We all know despite the current nursing job freeze and the effects this is having on our new nursing graduates, we do face in our near and distant future a increased nursing shortage with the 'baby boomers' getting older, generations are living longer and RN's who are in their 60's and 70's working because they cannot afford to retire.

Is Primary Nursing Care being seen by some as the new way forward? If you said yes then you would be correct, there is current a new wave of thinking that we must revert to the old in order to move forward to the future. We must always think first and foremost about pt satisfaction, because financially this means pts will return to our facility time and time again, and will recommend the hospital to others, which in turn increases our revenue. In recent surveys at my hospital patients said what helped to improve their stay in hospital was lots of interaction with their RN. The least satisfied Pt's were the ones who said they hadn't seen enough of their nurse and some could not even remember the name of any RN's who had cared for them.

What happened recently in my hospital, they closed 6 beds because there were not enough nurses but then they open up 3 beds because ER was full as there were no more beds in the hospital. Did the floor get another nurse no they had to flex up. This added pressure and stress on the already overworked RN now they have 1 more pt which means 3 more daily assessments and all the work which comes with a new admission that I don't need to explain at this time.

So somebody came up with a brilliant idea to do Primary Nursing Care where all pts will be more actively involved with their RN. The aim of this is that RN's will spend 70% of their working day at the Pt's bedside, the goal increased pt satisfaction. Is this ambitious? Who can say it is early in the experiment, and RN's are going through the typical problems change brings.

It is important to stress at this time that management did not get any floor RN's on board before commencing this trial and the only documentation the RN saw was a piece of paper which stated their new role. There was however a meeting once a week for a month, and staff were encourage to attend one session this allowed the staff to hear what was happening and an opportunity to ask questions.

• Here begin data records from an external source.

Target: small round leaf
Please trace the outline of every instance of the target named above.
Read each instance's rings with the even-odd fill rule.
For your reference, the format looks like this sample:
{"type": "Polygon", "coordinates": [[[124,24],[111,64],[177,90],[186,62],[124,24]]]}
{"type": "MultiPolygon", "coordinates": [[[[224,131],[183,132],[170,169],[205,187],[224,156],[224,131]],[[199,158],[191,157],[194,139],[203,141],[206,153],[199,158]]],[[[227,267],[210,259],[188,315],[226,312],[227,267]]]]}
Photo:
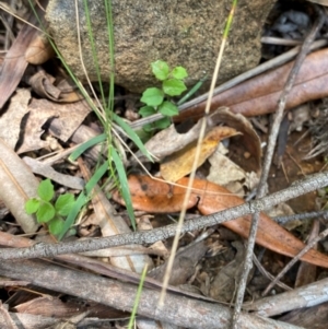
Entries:
{"type": "Polygon", "coordinates": [[[50,201],[54,198],[55,190],[50,179],[42,180],[37,188],[37,195],[44,201],[50,201]]]}
{"type": "Polygon", "coordinates": [[[139,114],[143,118],[154,115],[155,113],[156,113],[156,110],[152,106],[143,106],[139,109],[139,114]]]}
{"type": "Polygon", "coordinates": [[[55,218],[55,208],[50,203],[42,203],[36,212],[36,219],[39,223],[47,223],[55,218]]]}
{"type": "Polygon", "coordinates": [[[165,129],[171,126],[171,120],[169,120],[169,118],[163,118],[163,119],[160,119],[160,120],[153,122],[153,125],[157,129],[165,129]]]}
{"type": "Polygon", "coordinates": [[[62,219],[59,218],[54,219],[52,221],[50,221],[48,225],[49,232],[54,235],[59,235],[63,230],[63,224],[65,222],[62,219]]]}
{"type": "Polygon", "coordinates": [[[156,79],[163,81],[163,80],[167,79],[169,68],[168,68],[167,62],[165,62],[163,60],[156,60],[156,61],[152,62],[152,71],[153,71],[154,75],[156,77],[156,79]]]}
{"type": "Polygon", "coordinates": [[[39,200],[33,198],[27,200],[27,202],[25,203],[25,211],[27,214],[32,214],[37,212],[38,207],[39,207],[39,200]]]}
{"type": "Polygon", "coordinates": [[[164,101],[164,93],[157,87],[149,87],[143,92],[140,101],[148,106],[159,106],[164,101]]]}
{"type": "Polygon", "coordinates": [[[57,213],[62,216],[67,216],[71,212],[74,201],[74,196],[71,193],[59,196],[55,203],[55,209],[57,213]]]}
{"type": "Polygon", "coordinates": [[[163,116],[167,116],[167,117],[173,117],[179,114],[178,108],[172,102],[168,101],[163,102],[163,104],[159,106],[159,111],[163,116]]]}
{"type": "Polygon", "coordinates": [[[187,70],[183,67],[176,67],[172,70],[172,77],[183,80],[188,77],[187,70]]]}
{"type": "Polygon", "coordinates": [[[180,80],[168,79],[163,81],[163,91],[169,96],[178,96],[186,90],[185,83],[180,80]]]}

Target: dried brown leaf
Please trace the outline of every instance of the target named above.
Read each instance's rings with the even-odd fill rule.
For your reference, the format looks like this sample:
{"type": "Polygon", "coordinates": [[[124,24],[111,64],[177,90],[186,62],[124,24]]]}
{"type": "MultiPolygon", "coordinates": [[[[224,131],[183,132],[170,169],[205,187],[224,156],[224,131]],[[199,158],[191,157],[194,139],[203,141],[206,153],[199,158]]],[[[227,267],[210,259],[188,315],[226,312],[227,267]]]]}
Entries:
{"type": "MultiPolygon", "coordinates": [[[[230,127],[214,127],[210,130],[200,145],[200,154],[197,167],[201,166],[207,158],[216,150],[219,142],[225,138],[236,136],[238,132],[230,127]]],[[[190,174],[195,161],[197,142],[165,157],[161,163],[161,175],[167,181],[176,181],[190,174]]]]}
{"type": "Polygon", "coordinates": [[[30,167],[0,139],[0,199],[22,226],[25,233],[34,233],[38,224],[26,214],[25,202],[36,197],[38,180],[30,167]]]}
{"type": "Polygon", "coordinates": [[[30,99],[30,90],[17,89],[10,99],[8,109],[0,117],[0,138],[13,150],[20,138],[22,118],[28,111],[30,99]]]}
{"type": "MultiPolygon", "coordinates": [[[[328,95],[328,49],[315,51],[306,57],[295,84],[289,94],[285,109],[328,95]]],[[[233,113],[246,117],[259,116],[276,110],[277,102],[294,62],[262,73],[213,97],[211,109],[229,106],[233,113]]],[[[175,121],[201,117],[206,102],[199,103],[177,116],[175,121]]]]}

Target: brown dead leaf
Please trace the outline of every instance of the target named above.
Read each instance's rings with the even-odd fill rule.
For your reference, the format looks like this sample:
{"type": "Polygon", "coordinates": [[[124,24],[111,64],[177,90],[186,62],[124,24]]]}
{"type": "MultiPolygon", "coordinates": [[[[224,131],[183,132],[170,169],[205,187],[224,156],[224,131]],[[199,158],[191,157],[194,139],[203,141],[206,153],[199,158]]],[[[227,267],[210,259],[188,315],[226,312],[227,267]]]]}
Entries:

They are still waiting to see the patients satisfaction levels to see if this way forward was the right way to go. Sometimes I think health care management are just fumbling in the dark and are so far removed from the shop floor they are unable to think critically. Management just don't seem to comprehend what is happening, the tools they use to measure are old and antiquated and need to be revamped by asking the regular nursing staff to be more on board. Maybe primary nursing care is the way forward all I know is it didn't work in the 80's and 90's so why should it work now?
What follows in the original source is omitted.